Solved – ROC and multiROC analysis: how to calculate optimal cutpoint

rrocsensitivity analysissensitivity-specificity

I'm trying to understand how to compute the optimal cut-point for a ROC curve (the value at which the sensitivity and specificity are maximized).
I'm using the dataset aSAH from the package pROC.

The outcome variable could be explained by two independent variables: s100b and ndka.
Using the syntax of the Epi package, I've created two models:

library(pROC)
library(Epi)
ROC(form=outcome~s100b, data=aSAH)
ROC(form=outcome~ndka, data=aSAH)

The output is illustrated in the following two graphs:

enter image description here
enter image description here

In the first graph (s100b), the function says that the optimal cut-point is localized at the value corresponding to lr.eta=0.304. In the second graph (ndka) the optimal cut-point is localized at the corresponding value to lr.eta=0.335 (what is the meaning of lr.eta). My first question is:

  • what is the corresponding s100b and ndka values for the lr.eta values indicated (what is the optimal cut-point in terms of s100b and ndka)?

SECOND QUESTION:

Now suppose I create a model taking into account both variable:

ROC(form=outcome~ndka+s100b, data=aSAH)

The graph obtained is:

enter image description here

I want to know what are the values of ndka AND s100b at which sensibility and specificity are maximized by the function. In other terms: what are the values of ndka and s100b at which we have Se=68.3% and Sp=76.4% (values derived from the graph)?

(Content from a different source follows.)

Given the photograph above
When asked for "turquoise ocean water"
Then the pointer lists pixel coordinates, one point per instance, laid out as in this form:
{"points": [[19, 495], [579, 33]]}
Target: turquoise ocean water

I suppose this second question is related to multiROC analysis, but the documentation of the Epi package does not explain how to calculate the optimal cutpoint for both variables used in the model.

My question appears very similar to this question from reasearchGate, which says in short:

The determination of cut-off score that represents a better trade-off
between sensitivity and specificity of a measure is straightforward.
However, for multivariate ROC curve analysis, I have noted that most
of the researchers have focused on algorithms to determine the overall
accuracy of a linear combination of several indicators (variables) in
terms of AUC. […]

However, these methods do not mention how to decide a combination of
cut-off scores associated with the multiple indicators that gives the
best diagnostic accuracy.

A possible solution is that proposed by Shultz in his paper, but from this article I'm not able to understand how to compute optimal cutpoint for a multivariate ROC curve.

Maybe the solution from the Epi package is not ideal, so any other helpful links will be appreciated.

Best Answer

To elaborate on Frank Harrell's answer, what the Epi package did was to fit a logistic regression, and make a ROC curve with outcome predictions of the following form:

$$ outcome = \frac {1}{1+e^{-(\beta_0 + \beta_1 s100b + \beta_2 ndka)}} $$

In your case, the fitted values are $\beta_0$ (intercept) = -2.379, $\beta_1$ (s100b) = 5.334 and $\beta_2$ (ndka) = 0.031. As you want your predicted outcome to be 0.312 (the "optimal" cutoff), you can then substitute this as (hope I didn't introduce errors here):

$$ 0.312 = \frac {1}{1+e^{-(-2.379 + 5.334 s100b + 0.031 ndka)}} $$ $$ 1.588214 = 5.334 s100b + 0.031 ndka $$ or: $$ s100b = \frac{1.588214 - 0.031 ndka}{5.334} $$

Any pair of (s100b, ndka) values that satisfy this equality is "optimal". Bad luck for you, there are an infinity of these pairs. For instance, (0.29, 1), (0, 51.2), etc. Even worse, most of them don't make any sense. What does the pair (-580, 10000) mean? Nothing!

In other words, you can't establish cut-offs on the inputs - you have to do it on the outputs, and that's the whole point of the model.